Все собеседование Игорь Владимирович пытался понять, кого эта женщина в сером клетчатом пиджаке ему напоминает. Дама с длинными черными волосами смотрела на него внимательно и долго, словно это не он ее спросил о чем-то, а она ждала ответа от него. Ее кошачьи зеленые глаза были притягательными: большие, с четко очерченными контурами, под навесом пышных ресниц; и уверенный долгий взгляд, который почему-то сбивал его с толку. Ее зрачки не бегали по предметам стола, не шарили по сероватым стенам, не цеплялись за мелкие оборки и детали в костюме Игоря Владимировича; она смотрела четко и целенаправленно – точно зная, что и для чего она говорит. Возможно, это ему сходу и понравилось в ней, но все же это было второстепенным и блекло на фоне какого-то странного чувства, которое словно ил поднялось со дна его обычно невозмутимой души, которую уже давно ничего не удивляло.
– Нет, у меня нет вопросов, – ответила она и широко, по-доброму, почему-то улыбнулась.
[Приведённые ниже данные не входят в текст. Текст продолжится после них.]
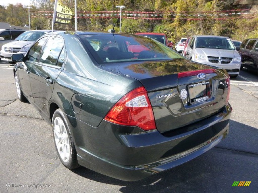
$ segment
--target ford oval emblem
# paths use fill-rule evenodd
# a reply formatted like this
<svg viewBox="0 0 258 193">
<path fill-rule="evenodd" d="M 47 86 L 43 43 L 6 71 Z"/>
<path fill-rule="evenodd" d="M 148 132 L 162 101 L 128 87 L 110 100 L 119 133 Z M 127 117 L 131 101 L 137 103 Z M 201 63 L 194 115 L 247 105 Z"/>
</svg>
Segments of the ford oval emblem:
<svg viewBox="0 0 258 193">
<path fill-rule="evenodd" d="M 206 77 L 206 75 L 204 73 L 200 73 L 197 75 L 197 78 L 201 80 Z"/>
</svg>

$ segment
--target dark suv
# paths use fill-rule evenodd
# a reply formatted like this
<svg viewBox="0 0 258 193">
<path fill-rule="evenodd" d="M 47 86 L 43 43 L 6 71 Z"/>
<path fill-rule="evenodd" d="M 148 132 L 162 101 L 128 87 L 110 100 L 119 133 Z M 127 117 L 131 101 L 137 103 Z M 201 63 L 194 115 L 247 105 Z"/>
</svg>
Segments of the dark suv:
<svg viewBox="0 0 258 193">
<path fill-rule="evenodd" d="M 241 69 L 245 67 L 258 73 L 258 38 L 245 40 L 238 52 L 242 58 Z"/>
</svg>

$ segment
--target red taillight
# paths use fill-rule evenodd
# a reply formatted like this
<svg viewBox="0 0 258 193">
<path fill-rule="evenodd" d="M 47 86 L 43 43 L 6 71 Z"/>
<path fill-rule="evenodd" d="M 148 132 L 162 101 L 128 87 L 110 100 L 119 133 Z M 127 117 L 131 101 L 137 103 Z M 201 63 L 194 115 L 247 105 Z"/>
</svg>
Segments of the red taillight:
<svg viewBox="0 0 258 193">
<path fill-rule="evenodd" d="M 230 80 L 229 77 L 226 79 L 226 84 L 228 86 L 228 95 L 226 99 L 226 102 L 227 103 L 229 99 L 229 93 L 230 92 Z"/>
<path fill-rule="evenodd" d="M 104 119 L 119 125 L 137 126 L 145 130 L 156 129 L 151 106 L 143 86 L 125 95 Z"/>
<path fill-rule="evenodd" d="M 182 78 L 183 77 L 190 76 L 191 76 L 197 75 L 200 73 L 209 74 L 213 73 L 215 72 L 214 69 L 205 69 L 203 70 L 198 70 L 193 71 L 189 71 L 187 72 L 181 72 L 178 74 L 178 78 Z"/>
</svg>

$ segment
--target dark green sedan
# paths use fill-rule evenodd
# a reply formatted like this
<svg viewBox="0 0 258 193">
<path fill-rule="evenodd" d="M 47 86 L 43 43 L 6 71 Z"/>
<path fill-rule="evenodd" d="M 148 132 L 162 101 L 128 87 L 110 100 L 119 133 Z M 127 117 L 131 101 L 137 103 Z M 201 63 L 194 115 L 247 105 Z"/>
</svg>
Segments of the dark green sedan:
<svg viewBox="0 0 258 193">
<path fill-rule="evenodd" d="M 228 133 L 226 71 L 150 38 L 55 31 L 12 59 L 19 99 L 52 126 L 69 169 L 138 180 L 196 157 Z"/>
</svg>

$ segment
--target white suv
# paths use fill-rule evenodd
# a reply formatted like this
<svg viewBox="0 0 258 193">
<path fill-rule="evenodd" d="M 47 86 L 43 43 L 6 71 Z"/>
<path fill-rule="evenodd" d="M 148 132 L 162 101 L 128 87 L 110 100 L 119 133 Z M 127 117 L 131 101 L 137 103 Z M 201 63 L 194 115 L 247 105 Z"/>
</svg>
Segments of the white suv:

«Забавно все же, – подумал Игорь Владимирович, – как иногда смысл слов и выражение лица, а особенно что-то такое потаенное в глазах, не совпадают. Но она красива. Привлекательна». За те тридцать минут, что женщина находилась в его кабинете, он успел быстрыми и неназойливыми взглядами изучить ее всю: смугловатая кожа, пухлые губы, чуть подпорченные ботоксом, которые показались ему слегка не естественными – он не понимал, что конкретно с ними не так, но видел, что это есть; черные-пречерные волосы натурального цвета, как заключил Игорь Владимирович; тонкие пальцы, словно принадлежавшие пианистке и эти аккуратные ноготки в нежно-розовом цвете. Он оценил ее стройную речь и то, как она держится и как совсем не волнуется и умеет себя преподнести. В ней не было вульгарности, несмотря на небольшой тюнинг внешности и аккуратную шлифовку, которую сможет заметить только внимательный и настороженный глаз; и это ему явно симпатизировало. Даже не столько как к женщине, а как к человеку, умело наносящему штрихи на себя. У нее отсутствовало кольцо не безымянном пальце правой руки, но Игорь Владимирович почему-то сразу подумал, что она наверняка замужем и, скорее всего, у нее есть дети. Возможно, он в этот момент судил по себе, так как сам обручального кольца последние пару лет не носил. И чем больше он смотрел на нее, тем больше он понимал, что прав. Он множество раз отмечал внутри себя, что в женщине, когда она становится матерью, возникает некая неосязаемая, но ощутимая черта – в поведении и манерах, черта, которой не было в молоденьких девушках, хотя, он это тоже подмечал, бывали исключения и в них эта черта также встречалась.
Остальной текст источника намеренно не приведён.